Furthermore, since I do have access to the ArcGIS Data Store through pgAdmin, I am noticing that Esri is not always deleting tables it no longer needs (such as when deleting the hosted feature service in Portal or when updating an existing Survey that requires it to "delete" and re-add the table because it is making a schema change to the survey). It leaves the old tables in the database, and just creates new tables. This is very dirty data management which results in a bloated ArcGIS Data Store which Esri gives us no option to cleanup unless if we modify the ArcGIS Data Store directly through pgAdmin which Esri does not recommend. If there could be some cleanup operation that detected orphaned tables and deleted them, that would be nice.

14 Comments
MarcusAndersson

Hi @RachaelHarbes,

As I understand the PostgreSQL-database that is running in AGE is that it only performs the "VACUUM" command on a schedule (daily?weekly? can't remember now), this makes it so that the database can never shrink in "disk-size". 

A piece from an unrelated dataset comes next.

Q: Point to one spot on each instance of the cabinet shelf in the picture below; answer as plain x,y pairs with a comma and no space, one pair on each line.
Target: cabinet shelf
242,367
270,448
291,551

To be able to reclaim space that has been previously used, i.e. stop it from bloating, you sometimes need to run the "VACUUM FULL" command on the database. This operation can "free space", but should not be done without a proper understanding of the potential benefits and drawbacks. More info on the topic can be found here: PostgreSQL: Documentation: 17: 24.1. Routine Vacuuming
The postgreSQL-documentation says that if you regularly vacuum the db then you shouldn't need to perform the vacuum full operation.. While this might be true in the abolute majority of cases, I don't think it's true for all, and not in the case of (at least ours) AGE anyways. If it's down to how AGE interacts with the db or that it's a mismatch on some other level I don't know, but I see that you do in some cases need to use the vacuum full-command on a AGE-system.

I would not recommend doing this in a prod environment without having properly tested it in a dev/sandbox first. Preferrably with an exact replica of the data you have in your production environment. You should also have the backups you need readily available and having tested the backup routines before you do this. Prepare yourselves on that the vacuum-full takes a lot longer time than the regular vacuum-command.

Link to the compatibility of the postgreSQL-versions and ArcGIS Enterprise: FAQ: What PostgreSQL Database Versions Are Supported by ArcGIS Enterprise and ArcGIS Pro? 

I'm by no means any postgreSQL-expert, but these are at least some findings I've done when dealing with similar issues/thoughts that you have. So take it for what it is and good luck 🙂

BR,
Marcus

RachaelHarbes

@MarcusAndersson Thank you for the information on the "VACUUM". I was looking for a more robust clean-up of data which is no longer in the portal/hosting server, but remaining in the data store. Do you happen to know of a safe way to remove the orphaned layers/tables? 

MarcusAndersson

@RachaelHarbes 
Yes. That would be the "Vacuum full", then.

BR,
Marcus

RachaelHarbes

@MarcusAndersson VACUUM scans a table, marking tuples that are no longer needed as free space so that they can be overwritten by newly inserted or updated data.

How would it know what tables/feature layers are orphaned and delete them from the database? These tables still exist in the database, but do not exist in hosted/portal. These tables are still valid and exist as functioning tables from a database perspective. Is this a special function ESRI does to compare?